Future Doctors Learn Problem-Solving by Rating Each Other's Diagnoses
- Location
- Arizona
- Size
- 10
- Use case
- Medicine
A family practice physician teaches future doctors to think through patient histories and symptoms with Q&A polls
Background
Dr. Paul Gordon is Professor of Family and Community Medicine, teaching clinical thinking to med students at the University of Arizona College of Medicine in Tucson. His classes are designed to help students sort out important details from medical histories, choose the necessary tests, and arrive at a diagnosis.
For the last three years, Dr. Gordon has been using Poll Everywhere’s Q&A poll (formerly known as Discourses) to quickly collect students’ ideas, and allow them to upvote the best to the top of the list.
"We used to do it as an open discussion. I'd present the patient's history, and I’d ask, 'Which items from this history belong on the clinical thinking problem list?' Or 'What details from the physical exam need to be explained by a diagnosis?'' And then I’d write what they said on the chalkboard."

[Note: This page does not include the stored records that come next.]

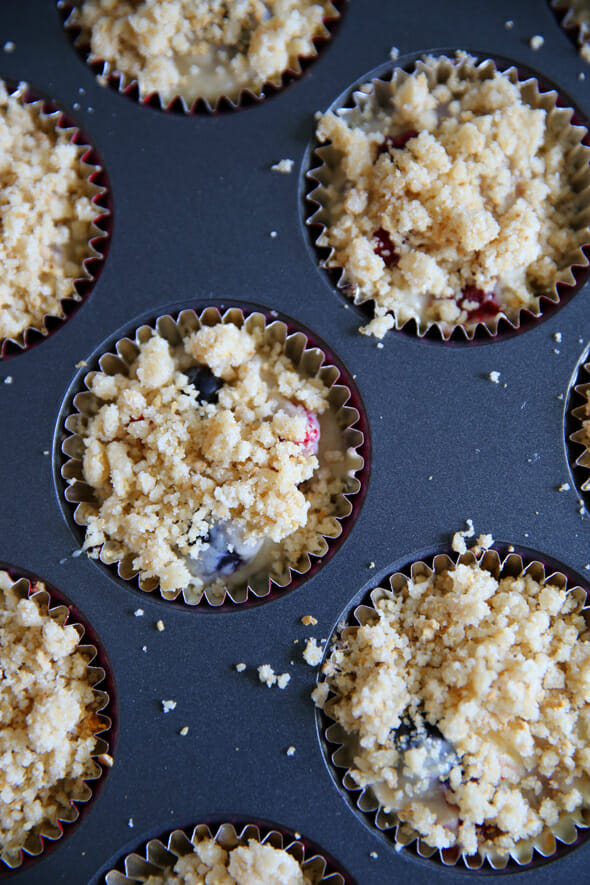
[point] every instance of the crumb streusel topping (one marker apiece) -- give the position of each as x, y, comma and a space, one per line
251, 864
47, 716
46, 216
449, 203
468, 701
206, 48
199, 478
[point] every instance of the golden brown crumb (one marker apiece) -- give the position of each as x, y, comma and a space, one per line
502, 669
45, 216
194, 48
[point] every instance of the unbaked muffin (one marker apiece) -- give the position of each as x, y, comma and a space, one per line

When a tech support expert at the college suggested Dr. Gordon could do the same task more quickly with a Q&A poll, he gave it a try.
It had some unexpected results. “It gave students much more opportunity to get involved in the discussion. Plus, it was anonymous, so they weren’t holding back.” He also found that the up and downvoting reduced redundancy. Students could simply upvote responses they agreed with, instead of typing them out for the second or third time.
Seamless integration, once and done
Dr. Gordon is still using the same Q&A questions he has used since he set them up three years ago. They’re integrated into slides in his PowerPoint deck, organized class by class. “I saw the PowerPoint integration app on the website and thought, Perfect! That’s exactly what I want it to do. The format is basically the same for each class, so I just put 18 or 19 questions in each clinical case deck, and leave them there.” He archives responses after each use, and then the questions are ready for the next session.
Dr. Gordon’s students seem to appreciate the Q&A discussion format. “It took them a while to get used to it, but now they love it. They really enjoy it.”
How can you do this?
Step 1
Download the PowerPoint Presenter App, and install it on the computer you use for presenting lectures
Step 2
Create your Q&A questions in Poll Everywhere
Step 3
In PowerPoint, click Insert Polls from the Poll Everywhere menu at the top-right of your PowerPoint ribbo
Step 4
Click the questions you want to include. Move them to the correct spots in the deck by dragging and dropping or copy/pasting the thumbnail of the poll slides
Step 5
Questions will activate when you display your deck in slideshow mode. Make sure your computer is connected to the internet, and that you are signed into the Presenter app
Step 6
If you plan to reuse the same questions in your next session, clear the responses by selecting the question titles on your Activities and clicking Clear Responses on the top menu.